HudsonAlpha investigators are leveraging our 2012 discovery of a biomarker associated with recurrence in prostate cancer patients. This prostate cancer signature indicates if a cancer is likely to be aggressive, requiring equally aggressive therapies. We are pursuing our biomarker discovery from its current early stages into product development as a prognostic tool. More recently, we identified a set of biomarkers that distinguish cancerous tissue from healthy tissue in prostate cancer. Now, we are developing a predictive test for prostate cancer that would screen for that biomarker in the bloodstream. Because we are screening through the whole genome, we can also identify potential new targets for drug therapies.

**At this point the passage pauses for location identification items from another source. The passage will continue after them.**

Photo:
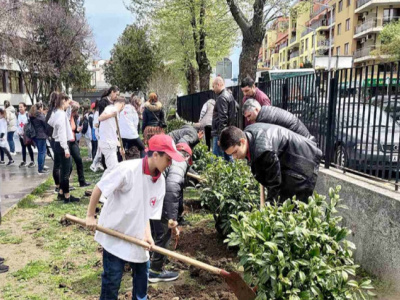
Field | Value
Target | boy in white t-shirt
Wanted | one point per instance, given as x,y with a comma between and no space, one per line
135,191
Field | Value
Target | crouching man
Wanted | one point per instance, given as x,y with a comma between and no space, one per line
135,192
284,162
172,210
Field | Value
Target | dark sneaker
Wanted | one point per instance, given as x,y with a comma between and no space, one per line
71,199
60,197
163,276
3,268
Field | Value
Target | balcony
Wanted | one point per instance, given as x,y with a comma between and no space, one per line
364,53
294,54
365,5
369,26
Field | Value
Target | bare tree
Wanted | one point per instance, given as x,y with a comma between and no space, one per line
49,42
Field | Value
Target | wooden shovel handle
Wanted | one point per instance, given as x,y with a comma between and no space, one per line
197,177
157,249
262,196
120,140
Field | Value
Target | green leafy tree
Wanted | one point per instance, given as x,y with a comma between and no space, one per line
133,60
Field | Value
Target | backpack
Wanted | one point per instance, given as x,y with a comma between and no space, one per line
29,130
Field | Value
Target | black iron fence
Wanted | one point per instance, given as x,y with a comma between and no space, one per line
353,113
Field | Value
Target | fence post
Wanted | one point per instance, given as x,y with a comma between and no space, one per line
331,120
285,94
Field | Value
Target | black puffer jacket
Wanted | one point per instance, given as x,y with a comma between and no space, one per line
278,116
175,180
40,125
224,114
187,134
285,162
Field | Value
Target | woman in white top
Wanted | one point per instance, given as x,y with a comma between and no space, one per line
62,134
108,142
22,120
128,124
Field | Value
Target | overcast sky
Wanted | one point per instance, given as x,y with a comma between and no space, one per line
108,20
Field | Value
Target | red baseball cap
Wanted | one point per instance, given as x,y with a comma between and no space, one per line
185,147
164,143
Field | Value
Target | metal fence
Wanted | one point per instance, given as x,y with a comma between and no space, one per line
353,113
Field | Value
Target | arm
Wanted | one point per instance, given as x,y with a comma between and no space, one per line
94,200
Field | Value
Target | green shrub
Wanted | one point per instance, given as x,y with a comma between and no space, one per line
174,124
202,157
298,251
230,188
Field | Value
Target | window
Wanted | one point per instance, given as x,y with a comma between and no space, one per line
2,85
15,86
346,49
347,24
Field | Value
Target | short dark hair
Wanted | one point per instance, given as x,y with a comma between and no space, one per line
248,81
230,136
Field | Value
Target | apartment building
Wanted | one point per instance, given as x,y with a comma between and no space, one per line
353,31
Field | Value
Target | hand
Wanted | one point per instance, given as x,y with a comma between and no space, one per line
150,241
172,224
91,222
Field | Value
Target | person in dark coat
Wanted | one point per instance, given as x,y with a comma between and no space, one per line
172,209
153,118
38,120
187,134
224,114
283,161
255,113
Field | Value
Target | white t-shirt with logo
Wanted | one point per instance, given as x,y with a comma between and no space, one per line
128,122
132,200
108,128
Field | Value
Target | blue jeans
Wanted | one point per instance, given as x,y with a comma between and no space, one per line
218,152
112,275
10,140
41,145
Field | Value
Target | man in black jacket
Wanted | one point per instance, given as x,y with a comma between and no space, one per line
255,113
187,134
224,114
284,162
172,208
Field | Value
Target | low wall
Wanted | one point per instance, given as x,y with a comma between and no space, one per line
374,218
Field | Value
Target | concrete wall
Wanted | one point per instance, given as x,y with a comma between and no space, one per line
373,217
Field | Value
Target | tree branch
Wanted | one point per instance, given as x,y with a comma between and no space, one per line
238,15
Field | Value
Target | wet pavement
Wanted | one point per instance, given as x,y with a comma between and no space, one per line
15,182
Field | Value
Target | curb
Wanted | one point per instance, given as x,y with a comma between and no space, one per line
14,206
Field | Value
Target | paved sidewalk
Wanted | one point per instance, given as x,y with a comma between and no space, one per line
16,183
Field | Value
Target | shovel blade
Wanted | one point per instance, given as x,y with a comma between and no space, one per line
239,286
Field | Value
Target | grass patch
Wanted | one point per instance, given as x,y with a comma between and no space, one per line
32,270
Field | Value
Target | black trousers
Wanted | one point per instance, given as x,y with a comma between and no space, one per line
94,148
207,133
162,236
128,143
23,146
62,164
76,155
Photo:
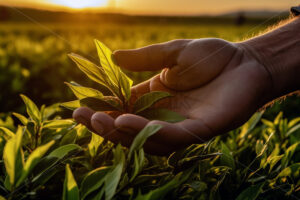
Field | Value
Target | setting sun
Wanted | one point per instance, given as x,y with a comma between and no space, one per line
77,4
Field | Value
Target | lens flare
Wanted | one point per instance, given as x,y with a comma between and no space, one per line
78,4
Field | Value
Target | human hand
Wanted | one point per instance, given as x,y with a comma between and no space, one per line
216,85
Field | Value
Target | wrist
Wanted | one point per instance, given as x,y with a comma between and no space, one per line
278,52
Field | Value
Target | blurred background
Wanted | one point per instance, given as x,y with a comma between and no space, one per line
37,35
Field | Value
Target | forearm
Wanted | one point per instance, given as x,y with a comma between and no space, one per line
279,52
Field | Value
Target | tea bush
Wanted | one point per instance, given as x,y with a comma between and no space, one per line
46,157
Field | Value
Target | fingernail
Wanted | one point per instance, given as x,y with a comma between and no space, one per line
98,127
127,130
81,120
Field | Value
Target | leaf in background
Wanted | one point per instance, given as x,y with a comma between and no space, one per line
94,144
6,133
149,99
33,160
288,154
292,130
93,181
22,118
138,163
100,104
278,118
71,105
293,122
291,171
268,123
226,159
83,92
115,74
251,193
113,177
55,124
250,124
141,138
32,109
162,115
62,151
272,161
161,191
2,198
13,157
71,191
260,148
69,138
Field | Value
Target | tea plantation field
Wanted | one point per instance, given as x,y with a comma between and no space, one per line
44,154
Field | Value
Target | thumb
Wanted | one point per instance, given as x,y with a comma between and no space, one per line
150,58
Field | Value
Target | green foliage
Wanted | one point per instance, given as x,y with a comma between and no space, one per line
255,161
110,75
71,191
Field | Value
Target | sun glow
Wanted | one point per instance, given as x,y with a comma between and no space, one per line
79,4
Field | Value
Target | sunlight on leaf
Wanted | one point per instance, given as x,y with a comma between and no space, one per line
32,109
71,191
83,92
149,99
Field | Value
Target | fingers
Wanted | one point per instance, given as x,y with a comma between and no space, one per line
150,58
198,64
104,125
124,129
175,135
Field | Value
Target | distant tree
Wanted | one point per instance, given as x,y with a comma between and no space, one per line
4,14
240,19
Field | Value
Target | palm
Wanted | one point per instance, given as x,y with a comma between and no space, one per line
216,85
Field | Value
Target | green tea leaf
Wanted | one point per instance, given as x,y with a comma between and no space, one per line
115,74
2,198
62,151
55,124
292,130
268,123
226,159
83,92
71,191
71,105
33,160
32,109
104,104
22,118
138,163
149,99
261,148
141,138
162,115
94,72
293,122
94,144
113,178
13,157
289,152
161,191
273,161
6,133
69,138
291,171
93,181
251,193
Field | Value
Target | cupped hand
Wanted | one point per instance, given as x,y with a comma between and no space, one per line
216,85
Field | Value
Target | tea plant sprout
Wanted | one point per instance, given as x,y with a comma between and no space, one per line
110,75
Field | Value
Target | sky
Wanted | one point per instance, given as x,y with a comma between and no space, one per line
165,7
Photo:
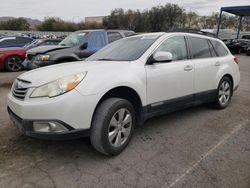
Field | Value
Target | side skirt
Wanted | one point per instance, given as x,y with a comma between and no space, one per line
164,107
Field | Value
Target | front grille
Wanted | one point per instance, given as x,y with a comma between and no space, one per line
20,89
30,56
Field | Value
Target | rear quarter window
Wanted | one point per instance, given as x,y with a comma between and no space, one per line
219,48
199,47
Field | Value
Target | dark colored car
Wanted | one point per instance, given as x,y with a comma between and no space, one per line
11,59
237,46
245,44
42,42
77,46
248,51
6,42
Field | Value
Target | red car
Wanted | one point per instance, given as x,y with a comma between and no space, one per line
11,59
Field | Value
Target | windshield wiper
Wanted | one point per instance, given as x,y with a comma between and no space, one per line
105,59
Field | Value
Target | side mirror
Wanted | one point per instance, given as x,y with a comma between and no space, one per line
84,46
160,57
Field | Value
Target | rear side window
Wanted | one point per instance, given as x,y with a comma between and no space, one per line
113,36
199,47
8,41
23,40
219,48
213,53
176,46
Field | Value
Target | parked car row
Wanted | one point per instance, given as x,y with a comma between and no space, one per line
237,46
43,52
11,59
120,86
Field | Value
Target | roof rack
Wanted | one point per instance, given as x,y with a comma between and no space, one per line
187,30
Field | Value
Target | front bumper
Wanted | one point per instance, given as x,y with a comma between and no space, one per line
72,108
26,126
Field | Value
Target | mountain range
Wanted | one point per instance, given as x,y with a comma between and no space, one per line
32,22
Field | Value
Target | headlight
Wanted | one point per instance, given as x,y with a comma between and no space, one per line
58,87
43,57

Researchers at the Institute have identified another biomarker that could be used to diagnose colon cancer in very early stages using a blood or urine test. The test would be less invasive than other current methods for detecting colon cancer, so individuals would be more likely to receive an earlier diagnosis and a better prognosis.
In addition to research projects in childhood genetic diseases, Institute scientists are working to improve pediatric cancer research and help children who suffer from these terrible diseases. In partnership with St. Jude’s Children’s Research Hospital, HudsonAlpha researchers are leveraging the Institute’s sequencing and analysis expertise to produce high-quality data for the research community that can be used to develop better tools for diagnosing and treating pediatric cancers.
Analyzing Genomic Data on Cancer
Genomic analysis generates massive amounts of data. New discoveries are often buried in the data waiting for the right analytical tool to dig them out. Researchers at HudsonAlpha have recently created such a tool that they used to analyze cell proliferation in 19 different cancers. Proliferation is a hallmark of cancer; it is how cancer cells increase through cell growth and division. This hallmark is also the target of many cancer treatments. The analysis tool developed at HudsonAlpha found a connection between proliferation signatures with survival rates in seven types of cancer. The analysis also identified new genes linked to tumor proliferation. The scientists were also able to identify drugs that effectively target the proliferating genes. These results, uncovered by data analysis and machine learning rather than laboratory experiments, could help physicians provide a more accurate prognosis for their patients. The analytical tool can also be used to improve cancer research and to make more discoveries in large sets of cancer data.